Skip to content

perf(kimi_linear): replace einops rearrange with native torch ops in Kimi-Linear KDA path#20396

Merged
ispobock merged 8 commits intosgl-project:mainfrom
vedantjh2:einops-to-native-kimi
Mar 20, 2026
Merged

perf(kimi_linear): replace einops rearrange with native torch ops in Kimi-Linear KDA path#20396
ispobock merged 8 commits intosgl-project:mainfrom
vedantjh2:einops-to-native-kimi

Conversation

@vedantjh2
Copy link
Copy Markdown
Contributor

@vedantjh2 vedantjh2 commented Mar 12, 2026

Motivation

einops.rearrange adds Python-level overhead (pattern parsing, backend dispatch, shape validation) on every call. In the Kimi-Linear-48B model's KimiDeltaAttention hot path, this is called thousands of times per forward pass.

This PR replaces all 8 einops.rearrange calls with equivalent native PyTorch operations (unflatten, unsqueeze, squeeze, flatten) across 2 files, removing the einops import entirely from both.

Files Changed

  • kimi_linear.py — 2 rearrange calls replaced in KimiDeltaAttention.forward()
  • kda_backend.py — 6 rearrange calls replaced in forward_decode() and forward_extend()

Profiling Results

Profiled with Kimi-Linear-48B-A3B-Instruct on 2x H100 80GB (TP=2), --disable-cuda-graph, 10 prompts (512 input / 128 output tokens). Results scoped to nn.Module: KimiDeltaAttention_* spans via Perfetto SQL.

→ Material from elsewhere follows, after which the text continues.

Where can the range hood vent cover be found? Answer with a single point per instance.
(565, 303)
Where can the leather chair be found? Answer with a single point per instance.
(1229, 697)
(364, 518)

python -m sglang.launch_server \
  --model-path /shared/public/elr-models/moonshotai/Kimi-Linear-48B-A3B-Instruct \
  --port 30000 --tp 2 --disable-cuda-graph --trust-remote-code

Baseline (einops)

SELECT   name,   COUNT(*) AS calls,   ROUND(AVG(dur) / 1e3, 4) AS avg_ms,   ROUND(SUM(dur) / 1e3, 2) AS total_ms FROM slice WHERE name = 'einops/einops.py(561): rearrange'   AND id IN (     SELECT s.id FROM slice s     JOIN ancestor_slice(s.id) a ON a.name GLOB 'nn.Module: KimiDeltaAttention_*'   ) GROUP BY name;wwwww
name calls avg (us) total (ms)
einops::rearrange 12,600 15.77 198.70

Optimized (native torch)

SELECT   name,   COUNT(*) AS calls,   ROUND(AVG(dur) / 1e3, 4) AS avg_ms,   ROUND(SUM(dur) / 1e3, 2) AS total_ms FROM slice WHERE name IN ('aten::unflatten', 'aten::flatten', 'aten::unsqueeze', 'aten::squeeze')   AND id IN (     SELECT s.id FROM slice s     JOIN ancestor_slice(s.id) a ON a.name GLOB 'nn.Module: KimiDeltaAttention_*'   ) GROUP BY name;
name calls avg (us) total (ms)
aten::unflatten 10,080 3.41 34.41
aten::unsqueeze 12,604 2.62 33.06
aten::squeeze 7,520 5.29 39.80
aten::flatten 2,520 2.57 6.47
Total 113.74

~1.75x reduction in reshape-related CPU overhead (198.70ms -> 113.74ms).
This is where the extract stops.